As lockdown continues, children’s mood is lowering
A recent webinar ‘From surviving to thriving’ was held by Lighthouse Psychology. http://www.lighthousepsychology.ie It was set up to enable parents to speak about challenges that they might be facing since lockdown measures began. The webinar also provided a forum where possible solutions to identified difficulties could be explored.
The most significant issue that parents reported was a gradual lowering of their teenager’s mood over the last few weeks. Mood dips have been accompanied by a reduction of their children’s motivation levels, particularly for school work. This loss of motivation is very closely linked to a loss of connection with their friends. At first glance this is confusing. It’s fair to say that older children and teenagers have never been better connected due to all the social media platforms available to them. Therein lies the problem. Communication via Whats App, FaceTime and Messenger does not work for any sustained period. It is fine as an addition to normal contact with friends. In isolation, it is not enough.

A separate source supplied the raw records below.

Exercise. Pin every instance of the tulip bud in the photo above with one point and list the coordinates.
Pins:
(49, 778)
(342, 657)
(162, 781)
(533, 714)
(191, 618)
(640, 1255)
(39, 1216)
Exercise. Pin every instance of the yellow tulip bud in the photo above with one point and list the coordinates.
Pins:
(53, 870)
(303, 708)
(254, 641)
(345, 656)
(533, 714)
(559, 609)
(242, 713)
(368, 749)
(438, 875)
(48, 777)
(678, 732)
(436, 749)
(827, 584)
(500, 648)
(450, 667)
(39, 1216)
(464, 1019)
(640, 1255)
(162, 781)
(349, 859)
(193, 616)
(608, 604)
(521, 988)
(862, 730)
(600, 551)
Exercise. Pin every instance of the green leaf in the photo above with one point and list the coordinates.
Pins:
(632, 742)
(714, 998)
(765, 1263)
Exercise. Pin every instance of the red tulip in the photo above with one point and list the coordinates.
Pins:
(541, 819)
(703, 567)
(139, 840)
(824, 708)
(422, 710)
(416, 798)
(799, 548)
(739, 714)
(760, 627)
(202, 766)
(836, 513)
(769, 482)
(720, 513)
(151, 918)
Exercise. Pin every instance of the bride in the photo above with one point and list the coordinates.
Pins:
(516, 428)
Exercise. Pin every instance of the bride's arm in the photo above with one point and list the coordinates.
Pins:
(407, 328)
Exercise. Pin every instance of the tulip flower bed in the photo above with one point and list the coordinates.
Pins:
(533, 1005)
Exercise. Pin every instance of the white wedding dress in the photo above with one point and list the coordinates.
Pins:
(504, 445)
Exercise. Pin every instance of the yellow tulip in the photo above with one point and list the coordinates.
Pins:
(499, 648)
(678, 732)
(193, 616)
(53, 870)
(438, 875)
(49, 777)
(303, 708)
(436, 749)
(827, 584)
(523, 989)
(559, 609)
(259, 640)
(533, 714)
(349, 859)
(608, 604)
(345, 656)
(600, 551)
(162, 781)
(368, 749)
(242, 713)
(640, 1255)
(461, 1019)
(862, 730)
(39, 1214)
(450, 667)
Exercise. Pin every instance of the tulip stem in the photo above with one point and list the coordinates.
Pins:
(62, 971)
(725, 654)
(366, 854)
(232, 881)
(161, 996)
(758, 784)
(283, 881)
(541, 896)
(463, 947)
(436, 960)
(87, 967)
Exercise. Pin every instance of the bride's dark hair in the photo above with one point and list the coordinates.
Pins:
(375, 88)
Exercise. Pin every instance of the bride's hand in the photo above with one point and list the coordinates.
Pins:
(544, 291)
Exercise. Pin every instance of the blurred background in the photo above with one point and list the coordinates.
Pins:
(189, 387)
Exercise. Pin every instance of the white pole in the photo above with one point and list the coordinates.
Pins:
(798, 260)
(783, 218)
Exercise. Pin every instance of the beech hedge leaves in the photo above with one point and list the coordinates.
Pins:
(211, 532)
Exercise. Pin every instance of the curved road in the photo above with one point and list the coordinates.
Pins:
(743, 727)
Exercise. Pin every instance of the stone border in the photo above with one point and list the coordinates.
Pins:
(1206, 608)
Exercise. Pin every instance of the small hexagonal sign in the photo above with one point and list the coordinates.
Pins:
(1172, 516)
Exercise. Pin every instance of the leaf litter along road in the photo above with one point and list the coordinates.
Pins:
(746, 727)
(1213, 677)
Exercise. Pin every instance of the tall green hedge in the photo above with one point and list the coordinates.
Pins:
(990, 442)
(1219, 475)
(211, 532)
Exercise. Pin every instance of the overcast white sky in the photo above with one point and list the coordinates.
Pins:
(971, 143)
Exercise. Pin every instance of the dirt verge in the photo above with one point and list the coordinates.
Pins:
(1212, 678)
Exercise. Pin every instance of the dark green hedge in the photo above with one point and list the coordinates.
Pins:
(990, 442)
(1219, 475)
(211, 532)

The information provided by parents also resonates with psychologist/therapist observations at CTP and Lighthouse. Older children and teenagers are feeling a sense of disconnection and loss. As one teenager put it, “We have a laugh on Whats App”, “It’s a bit of craic”, ” We are not being ourselves, they don’t see the real me”. It is clear that normally many childhood and adolescent woes are discussed face to face or between several friends. This happens informally while they are engaged in other activities. Peers are vital. Peers provide a frame of reference; a mirror if you will, a mirror where the emerging self is reflected back. This is an important process in identity development. It might seem dramatic, but consider this, children are beginning to feel a profound sense of disconnection and loss. The necessary confines of lockdown has, for many led to a sense of isolation and confusion about their identity.
What can help?
A very interesting finding described by one of the participants was this; her son’s community college have been providing a weekly assembly via Zoom. This has been a weekly lifesaver. Pupils groups are able to visually see each other on the screen, for a few minutes. The cohesion of the group, albeit virtually, provides a sense of normality. Importantly, pupils can wave and gesture to each other for a few seconds before the assembly starts. They are able to see that their friends are well and coping. This simple arrangement becomes a focal point in their week. A simple and brief rejoining of the ties that define them. Virtual assemblies cannot span the void but they are able to provide a little more support at this difficult time. Congratulations to those schools who are already doing this. The boost to mental health and motivation is immense.